Time to start taking time seriously: how to investigate unexpected biological rhythms within infectious disease research

Abstract

The discovery of rhythmicity in host and pathogen activities dates back to the Hippocratic era, but the causes and consequences of these biological rhythms have remained poorly understood. Rhythms in infection phenotypes or traits are observed across taxonomically diverse hosts and pathogens, suggesting general evolutionary principles. Understanding these principles may enable rhythms to be leveraged in manners that improve drug and vaccine efficacy or disrupt pathogen timekeeping to reduce virulence and transmission. Explaining and exploiting rhythms in infections require an integrative and multidisciplinary approach, which is a hallmark of research within chronobiology. Many researchers are welcomed into chronobiology from other fields after observing an unexpected rhythm or time-of-day effect in their data. Such findings can launch a rich new research topic, but engaging with the concepts, approaches and dogma in a new discipline can be daunting. Fortunately, chronobiology has well-developed frameworks for interrogating rhythms that can be readily applied in novel contexts. Here, we provide a 'how to' guide for exploring unexpected daily rhythms in infectious disease research.
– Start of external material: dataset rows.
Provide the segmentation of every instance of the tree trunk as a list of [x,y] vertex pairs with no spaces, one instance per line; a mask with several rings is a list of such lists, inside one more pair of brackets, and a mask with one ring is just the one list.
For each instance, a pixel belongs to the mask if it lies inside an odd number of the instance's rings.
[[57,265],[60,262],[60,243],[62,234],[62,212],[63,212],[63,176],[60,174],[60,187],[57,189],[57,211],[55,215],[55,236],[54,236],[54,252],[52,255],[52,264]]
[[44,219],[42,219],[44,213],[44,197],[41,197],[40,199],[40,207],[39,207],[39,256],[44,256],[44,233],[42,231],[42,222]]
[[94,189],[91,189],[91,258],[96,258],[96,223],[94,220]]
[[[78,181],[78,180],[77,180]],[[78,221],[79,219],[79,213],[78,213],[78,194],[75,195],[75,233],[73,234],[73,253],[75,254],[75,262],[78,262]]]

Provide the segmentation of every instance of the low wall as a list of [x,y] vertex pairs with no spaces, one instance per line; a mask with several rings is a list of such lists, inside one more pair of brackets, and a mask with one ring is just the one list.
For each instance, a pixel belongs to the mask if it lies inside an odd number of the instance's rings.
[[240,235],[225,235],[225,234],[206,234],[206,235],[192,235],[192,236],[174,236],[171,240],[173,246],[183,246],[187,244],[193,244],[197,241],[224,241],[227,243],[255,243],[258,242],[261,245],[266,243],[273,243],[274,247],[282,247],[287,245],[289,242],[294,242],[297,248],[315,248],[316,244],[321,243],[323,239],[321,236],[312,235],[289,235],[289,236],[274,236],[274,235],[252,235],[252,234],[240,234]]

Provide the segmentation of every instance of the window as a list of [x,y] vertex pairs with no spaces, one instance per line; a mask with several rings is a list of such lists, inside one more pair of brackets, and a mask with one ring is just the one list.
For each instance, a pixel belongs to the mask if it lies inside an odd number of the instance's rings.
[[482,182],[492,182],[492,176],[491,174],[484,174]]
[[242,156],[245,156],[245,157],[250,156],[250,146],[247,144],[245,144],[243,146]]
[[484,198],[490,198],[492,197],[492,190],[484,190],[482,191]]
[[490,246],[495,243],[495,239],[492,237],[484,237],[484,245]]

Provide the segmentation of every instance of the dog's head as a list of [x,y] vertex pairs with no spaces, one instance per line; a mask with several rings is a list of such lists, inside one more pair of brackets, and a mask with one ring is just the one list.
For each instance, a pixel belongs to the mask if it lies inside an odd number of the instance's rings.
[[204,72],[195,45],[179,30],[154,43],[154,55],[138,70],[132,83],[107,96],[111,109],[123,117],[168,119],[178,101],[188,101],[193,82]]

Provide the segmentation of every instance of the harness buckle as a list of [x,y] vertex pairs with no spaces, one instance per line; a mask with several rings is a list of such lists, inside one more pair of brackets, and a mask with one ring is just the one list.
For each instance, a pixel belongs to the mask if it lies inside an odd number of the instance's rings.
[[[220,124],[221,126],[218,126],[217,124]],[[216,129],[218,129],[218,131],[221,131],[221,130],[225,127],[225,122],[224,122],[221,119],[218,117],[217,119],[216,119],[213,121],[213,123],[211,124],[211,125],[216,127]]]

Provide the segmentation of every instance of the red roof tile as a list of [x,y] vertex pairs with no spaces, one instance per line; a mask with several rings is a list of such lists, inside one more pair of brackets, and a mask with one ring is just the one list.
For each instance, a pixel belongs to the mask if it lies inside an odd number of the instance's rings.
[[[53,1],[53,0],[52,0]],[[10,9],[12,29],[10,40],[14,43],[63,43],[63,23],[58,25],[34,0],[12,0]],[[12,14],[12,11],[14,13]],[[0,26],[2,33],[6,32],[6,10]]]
We outline how to establish: whether the rhythm is circadian, to what extent the host and pathogen are responsible, the relevance for host-pathogen interactions, and how to explore therapeutic potential.This article is part of the Theo Murphy meeting issue 'Circadian rhythms in infection and immunity'.

Keywords: circadian clock; fitness; host–parasite interaction; immune response; rhythms; seasonal.

Figure 1.

Historical and recent medical and scientific relevance. (a) Daily temperature rhythm data from a malaria-infected patient in 1901, collected as part of symptom monitoring to assess antimalarial treatment effects [1] . Upsurge in publications addressing (b) circadian/daily and (c) seasonal rhythms in infection and immunity, highlighting that seasonal rhythms are more often studied. Graphs depict the numbers of studies published each year from 1940 to 2020 (Source: PubMed search, https://pubmed.ncbi.nlm.nih.gov).

Figure 2.

Schematic of methodologies used to interrogate rhythms in infections. (a) Environmental factors and host–pathogen rhythms explored in this issue: environmental factors influence the intrinsic circadian clocks of hosts or/and pathogens and response systems to the pathogen. These factors regulate rhythmic activities in both host and pathogen (e.g. immune responses, pathogen replication), affecting infection dynamics. Understanding these interactions is critical in the field of chronopathology, which investigates how rhythms in hosts and pathogens impact disease outcomes and treatment effectiveness. (b) Defining rhythmicity: a biological rhythm is characterized by period, phase and amplitude (see table A1 for definitions). Alterations in pathogen rhythms relative to host rhythms can influence infection outcomes over a 24-h cycle. (c) Manipulating rhythms: altering host or pathogen rhythms through methods such as overexpression, gene silencing/knockout (KO) or rhythm inversion can impact pathogen activities (illustrated by mRNA level and viral load; natural rhythm and its impacts in grey, perturbations and consequences in red). (d) Circadian (mis)alignment: differences in circadian alignment between pathogen and recipient hosts can reveal characteristics of pathogen rhythms and their consequences.

Figure 3.

Visualization of rhythms. Appropriate choice of figures depends on the type of data, how it has been processed and the biological insight being illustrated. Indicating when data are collected from day (light) and night (dark) is usually denoted by white-black bars (a,b,d), or with grey shaded regions to indicate dark (d–f). It is good practice to include raw data (a) and this format aids comparison of the phase and amplitude of different groups, but for visualizing many groups, a heatmap is useful (b) although while rhythmicity per se is visible, resolution of phase and amplitude may be reduced. The intensity and amplitude of measurements from cell-reporters can decay over time, requiring detrending and normalizing to deconvolve the biological rhythm of interest from other shorter- and/or longer-term trends (c). When data are from higher resolution time series than in (a), the raw traces are often illustrated to give an indication of noise in the dataset (d). Behaviour data are commonly plotted as an actogram (e), where each row is a different day (i.e. circadian cycle) and double plotting allows each cycle to be compared with the next, with the height of bars indicating activity level. Actograms are particularly useful for illustrating the effects of perturbating an environmental rhythm, which is indicated by moving the white and grey shading between rows (here, a phase shift of 6 h which advances the rhythm is illustrated). Data illustrated in (c–e) represent continuous or repeated measures on an individual independent replicate (e.g. a single organism or culture) and can confer higher temporal resolution, less variance and more power to analyses than data represented in (a,b), which are often derived from destructive sampling so that each time point represents different replicates. Polar or Rayleigh plots (f) are particularly good for visualizing phase because the cyclical nature is clear. In addition to displaying the rhythm and its characteristics, it is good practice to give an indication of the strength of support for the rhythm, so periodograms (g) are often included in electronic supplementary figures.